Second, Colin Boyce, National Party MP and recent aspirant for his party’s leadership in Canberra. Boyce has said in federal parliament that we should “celebrate” global warming, not be concerned about it. Here, he is with Abbott in seeing warming as a positive for the human condition especially in relation to agricultural productivity. In his maiden speech in 2022 Boyce said that the argument that global warming might be problematic was based solely on computer modelling and that predictions of sea level rise had been proved wrong.
He was unequivocally wrong on both points.
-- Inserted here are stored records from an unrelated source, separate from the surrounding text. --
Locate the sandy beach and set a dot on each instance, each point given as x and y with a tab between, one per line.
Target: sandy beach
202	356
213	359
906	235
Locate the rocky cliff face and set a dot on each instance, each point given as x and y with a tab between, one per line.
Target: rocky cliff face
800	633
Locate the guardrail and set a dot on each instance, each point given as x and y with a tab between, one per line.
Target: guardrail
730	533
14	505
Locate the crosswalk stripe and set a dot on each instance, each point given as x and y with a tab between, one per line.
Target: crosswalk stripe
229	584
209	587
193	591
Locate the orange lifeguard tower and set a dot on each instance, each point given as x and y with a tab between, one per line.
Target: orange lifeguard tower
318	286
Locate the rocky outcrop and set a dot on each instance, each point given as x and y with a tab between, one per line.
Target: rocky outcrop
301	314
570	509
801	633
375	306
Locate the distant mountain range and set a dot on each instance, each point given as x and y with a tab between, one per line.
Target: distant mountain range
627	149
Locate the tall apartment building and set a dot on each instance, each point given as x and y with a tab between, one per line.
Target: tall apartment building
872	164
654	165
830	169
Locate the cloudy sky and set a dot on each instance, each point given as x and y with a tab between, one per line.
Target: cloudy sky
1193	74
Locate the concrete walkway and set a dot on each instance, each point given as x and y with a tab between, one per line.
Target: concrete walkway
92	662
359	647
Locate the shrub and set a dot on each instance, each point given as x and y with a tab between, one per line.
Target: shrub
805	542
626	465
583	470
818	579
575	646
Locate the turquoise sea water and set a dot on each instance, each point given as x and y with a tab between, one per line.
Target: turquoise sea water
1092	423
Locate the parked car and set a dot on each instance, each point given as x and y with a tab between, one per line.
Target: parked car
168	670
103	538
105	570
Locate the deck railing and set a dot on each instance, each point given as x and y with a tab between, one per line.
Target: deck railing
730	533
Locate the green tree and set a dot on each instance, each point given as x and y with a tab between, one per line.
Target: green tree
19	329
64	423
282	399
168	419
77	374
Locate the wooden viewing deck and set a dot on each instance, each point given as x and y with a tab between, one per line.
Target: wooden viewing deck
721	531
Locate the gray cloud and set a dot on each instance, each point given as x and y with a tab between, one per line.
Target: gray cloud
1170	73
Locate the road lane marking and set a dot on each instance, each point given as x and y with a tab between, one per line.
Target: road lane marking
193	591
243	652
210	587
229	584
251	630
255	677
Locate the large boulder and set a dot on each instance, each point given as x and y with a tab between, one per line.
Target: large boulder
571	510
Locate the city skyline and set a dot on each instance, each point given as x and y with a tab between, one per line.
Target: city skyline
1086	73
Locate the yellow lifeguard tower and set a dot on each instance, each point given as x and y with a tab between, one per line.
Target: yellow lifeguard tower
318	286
The empirical evidence of sea level having risen by more than 20cm on average over the past 150 years is incontrovertible: measurements from tidal gauges and more recently satellite imaging have made this abundantly clear. Moreover, the predictions – which suggest that further significant sea level rise by 2100 is very likely – relate not to the recent past of a few years or even decades but to the long-term future. They are based on the momentum which underlies observed temperature increases, and these are rising at increasing rates. This is not controversial among scientists.
Boyce has badly missed the time frame of the debate and mis-stated the role of computer modelling.
And finally, Donald Trump. In the midst of a severe outbreak of very cold weather over most of the eastern half of the USA in January, Trump challenged what he called the climate “ insurrectionists” to show how this could occur if warming was occurring. This too was close to comical. Trump was misunderstanding the science: nobody has claimed that cold weather cannot or will not occur in a warming world. The evidence is about gradual overall warming in very small amounts, globally, not about warm weather rendering cold weather non-existent.
These men have a strange comprehension of the nature of evidence, recent trends in global temperatures and the predictions that scientists have made. All of them have views that are mired in matters close to their own hearts – Abbott’s in his fundamentally conservative belief in the importance of continuing the way things have been in his lifetime, Boyce’s in the fortunes of the three coal-fired power stations, the coal-seam gas industry and the aluminium industry in his Queensland electorate of Flynn, and Trump’s in his mantra of mining and extraction for fossil fuels: “Drill, baby, drill.” None of them is keen on embracing the notion that the world is changing, possibly inexorably and potentially dangerously, and that new ways of thinking about it are needed. Their resistance on climate change is reflexive, not intellectual.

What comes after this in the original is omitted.